Les gardiens ne comprirent pas tout, mais après avoir scanné le visage d’Abaddon, ils retrouvèrent ses informations dans leurs registres. Abaddon était un Vénéré qui avait disparu il y a plusieurs centaines d’années. Il n’était pas prévu qu’il refasse surface ici.
« Vite, dites aux Vénérés que nous sommes arrivés. »
Ils s’exécutèrent. Ces êtres étaient capables de partager des informations de la même manière que les dieux, mais pas à travers des dizaines de milliers d’années-lumière comme ces derniers pouvaient le faire. Au moins, à travers la largeur de cette ville, ils pouvaient rapidement relayer l’information, et c’est à travers ce réseau neuronal qu’ils signalèrent l’arrivée de Cloudhawk.
Quelques minutes plus tard, les démons s’agitèrent.
Cloudhawk sentit plusieurs essences puissantes surgir dans une poche spécifique de la ville. Ils commencèrent tous à s’approcher de leur emplacement. Il regarda vers leur source.
Grâce à son pouvoir spatial, le champ de vision de Cloudhawk était très large. Les objets solides n’entravaient pas sa vision. Il étendit donc son champ de vision jusqu’au cœur de la ville, où se trouvait une grande tour. Des centaines de silhouettes sombres en sortaient.
Elles portaient toutes l’armure familière et effrayante des démons. Des auras puissantes et oppressantes flottaient au-dessus d’eux. C’était la première fois que Cloudhawk voyait autant de ces êtres réunis.

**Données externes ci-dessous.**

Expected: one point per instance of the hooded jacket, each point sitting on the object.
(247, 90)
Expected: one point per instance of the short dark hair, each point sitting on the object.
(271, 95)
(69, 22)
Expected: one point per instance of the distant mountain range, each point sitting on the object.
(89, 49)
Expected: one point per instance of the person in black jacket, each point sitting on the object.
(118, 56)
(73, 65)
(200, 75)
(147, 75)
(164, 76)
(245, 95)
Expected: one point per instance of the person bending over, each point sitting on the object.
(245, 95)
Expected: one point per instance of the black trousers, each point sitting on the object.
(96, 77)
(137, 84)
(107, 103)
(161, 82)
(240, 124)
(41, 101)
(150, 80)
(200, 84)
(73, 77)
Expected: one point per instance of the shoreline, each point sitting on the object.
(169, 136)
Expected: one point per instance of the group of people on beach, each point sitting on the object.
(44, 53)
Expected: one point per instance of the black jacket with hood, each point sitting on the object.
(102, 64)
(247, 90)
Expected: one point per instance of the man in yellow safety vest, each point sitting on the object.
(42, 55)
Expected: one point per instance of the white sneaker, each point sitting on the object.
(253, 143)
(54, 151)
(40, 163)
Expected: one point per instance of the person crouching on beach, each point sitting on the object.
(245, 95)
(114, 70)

De toute évidence, la tour d’où ils étaient partis était le quartier général des “Vénérés” de la ville.
Une sorte d’accord existait entre les démons et les citoyens de cette métropole. Ceux-ci appelaient les démons “Vénérés” et leur témoignaient le plus grand respect, les plaçant au sommet de l’autorité. En d’autres termes, si l’on prenait le contrôle des démons, on dominait tous les êtres vivants de cette dimension.